In the Uptime Intelligence report Will power shortages drive an on-prem renaissance?, Uptime describes how the rise of AI and a shortage of power may, ultimately, lead to a rise in colocation costs and a shortage of space availability, encouraging a revival in on-site data center investment.
There are signs that CIOs and CFOs are now beginning to see the enterprise data center as a more competitive option than they did in the period from 2010 to 2020. Data from the 2025 Uptime Institute’s data center survey (see Figure 1) suggests that the attrition of enterprise data centers (in terms of share of workload) is real, but is both slow and slowing. The rate of attrition is certainly much lower than was envisaged a decade ago, when it was widely accepted that enterprise data centers had no future.
Figure 1 Share of enterprise IT workload is not predicted to decrease significantly
In 2025, enterprise operators estimated that about 45% of corporate workloads were on-premises, which was a significant attrition rate from five years earlier, when the data center proportion was 58%. What is notable, however, is that the rate did not fall from 2024 to 2025, as it had in previous years and, more importantly, it is not projected to decrease significantly by 2027 (down to 42%). In the past, operators have often forecast a faster transition to cloud and colocation than what ultimately occurred. This time, however, their collective forecasts indicate a slow rate of change, suggesting few data centers will be decommissioned.
To be fair, these figures come with many caveats and should be viewed only as a very approximate trend indication. For example, if most AI activity, including training, is off-site then this would make it difficult to measure and hard to attribute accurately. Additionally, the sample is skewed only toward large organizations with at least one data center or data center capacity in a leased space or colocation site. This creates a strong bias. The sample size has also declined gradually, but this could be down to a range of factors.

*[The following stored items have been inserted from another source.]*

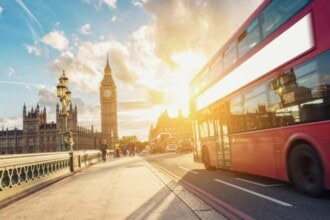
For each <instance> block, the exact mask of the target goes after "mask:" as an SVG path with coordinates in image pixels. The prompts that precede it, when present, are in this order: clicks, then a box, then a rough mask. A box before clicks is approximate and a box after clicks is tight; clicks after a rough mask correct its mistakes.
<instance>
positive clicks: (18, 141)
mask: <svg viewBox="0 0 330 220" xmlns="http://www.w3.org/2000/svg"><path fill="white" fill-rule="evenodd" d="M77 119H78V111H77V107H76V106H75V107H74V108H73V107H72V105H70V108H69V117H68V127H69V128H70V130H71V131H72V133H73V140H74V145H73V148H74V150H87V149H95V148H98V145H99V141H100V140H99V139H100V134H99V133H97V132H95V131H94V129H93V127H92V128H91V129H87V128H82V127H79V126H78V120H77ZM62 123H63V117H62V115H61V111H60V109H59V105H58V104H57V106H56V123H55V122H51V123H47V112H46V108H45V107H44V109H43V110H41V109H40V107H39V105H37V106H36V108H35V109H33V108H32V109H31V111H27V110H26V106H25V104H24V107H23V129H22V130H20V129H16V128H15V129H14V130H8V128H7V129H4V128H2V130H1V131H0V154H16V153H17V154H19V153H37V152H54V151H58V150H59V144H60V138H59V137H60V136H59V133H60V129H61V127H62Z"/></svg>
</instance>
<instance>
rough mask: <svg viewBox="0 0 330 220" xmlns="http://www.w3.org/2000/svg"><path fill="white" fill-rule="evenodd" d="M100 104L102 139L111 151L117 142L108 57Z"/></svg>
mask: <svg viewBox="0 0 330 220" xmlns="http://www.w3.org/2000/svg"><path fill="white" fill-rule="evenodd" d="M100 102H101V130H102V138H103V139H105V140H106V141H107V145H108V147H109V148H111V149H113V147H114V144H115V142H117V140H118V123H117V92H116V85H115V82H114V81H113V79H112V71H111V68H110V65H109V59H108V57H107V64H106V66H105V68H104V76H103V80H102V82H101V86H100Z"/></svg>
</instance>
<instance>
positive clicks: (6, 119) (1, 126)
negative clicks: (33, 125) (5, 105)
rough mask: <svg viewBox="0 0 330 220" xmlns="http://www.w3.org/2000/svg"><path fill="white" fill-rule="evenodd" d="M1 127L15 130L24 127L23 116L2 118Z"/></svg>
mask: <svg viewBox="0 0 330 220" xmlns="http://www.w3.org/2000/svg"><path fill="white" fill-rule="evenodd" d="M0 126H1V127H0V129H1V130H2V129H7V128H8V130H13V129H15V128H17V129H22V127H23V119H22V116H16V117H10V118H0Z"/></svg>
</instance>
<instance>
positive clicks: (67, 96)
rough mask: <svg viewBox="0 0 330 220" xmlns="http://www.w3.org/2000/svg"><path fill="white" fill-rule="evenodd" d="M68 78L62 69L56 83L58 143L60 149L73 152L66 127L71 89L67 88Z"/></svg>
mask: <svg viewBox="0 0 330 220" xmlns="http://www.w3.org/2000/svg"><path fill="white" fill-rule="evenodd" d="M68 83H69V78H68V77H67V76H66V75H65V72H64V70H63V74H62V75H61V76H60V78H59V84H58V85H57V96H58V98H59V99H60V101H61V105H62V118H63V123H62V128H61V132H60V135H61V143H60V151H68V150H70V152H71V153H72V152H73V149H72V145H73V140H72V134H71V132H70V129H69V128H68V116H69V113H68V111H67V107H68V105H69V103H70V102H71V91H70V90H69V88H68Z"/></svg>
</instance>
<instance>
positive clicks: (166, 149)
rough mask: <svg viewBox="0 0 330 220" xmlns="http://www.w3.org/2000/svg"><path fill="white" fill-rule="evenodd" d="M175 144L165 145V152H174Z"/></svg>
mask: <svg viewBox="0 0 330 220" xmlns="http://www.w3.org/2000/svg"><path fill="white" fill-rule="evenodd" d="M176 149H177V146H176V145H175V144H169V145H167V146H166V147H165V152H175V151H176Z"/></svg>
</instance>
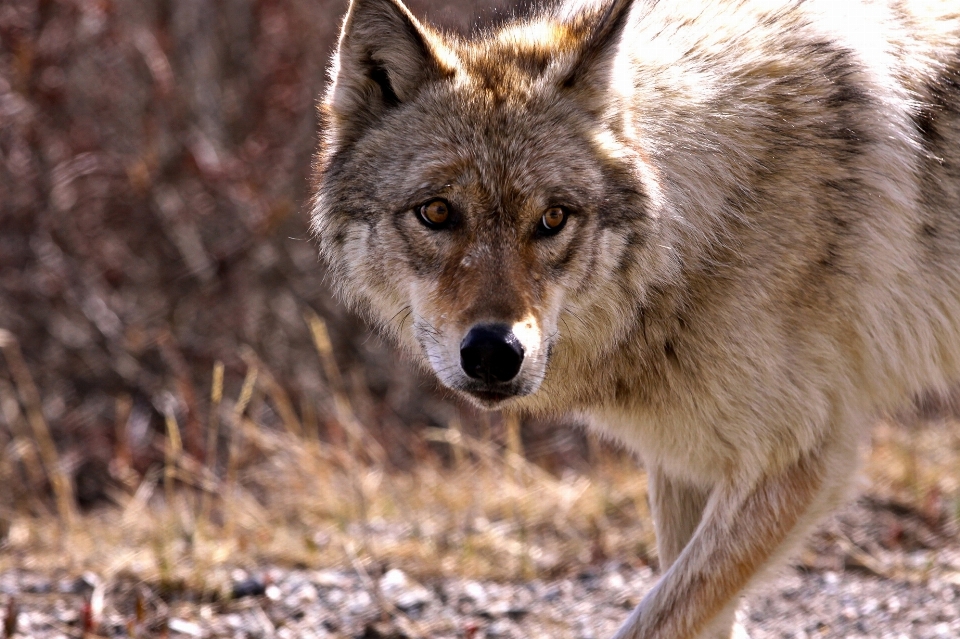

However this data is interpreted, it points to a clear message: while the public cloud and large companies are, and will continue to be, dominant, the on premises and private cloud sector is also strong and here to stay. The wider context is that all IT workloads are expanding fast and, with power and colocation capacity likely to become constrained, on-premises data centers may prove to be critical. This is not a good time to be giving up capacity.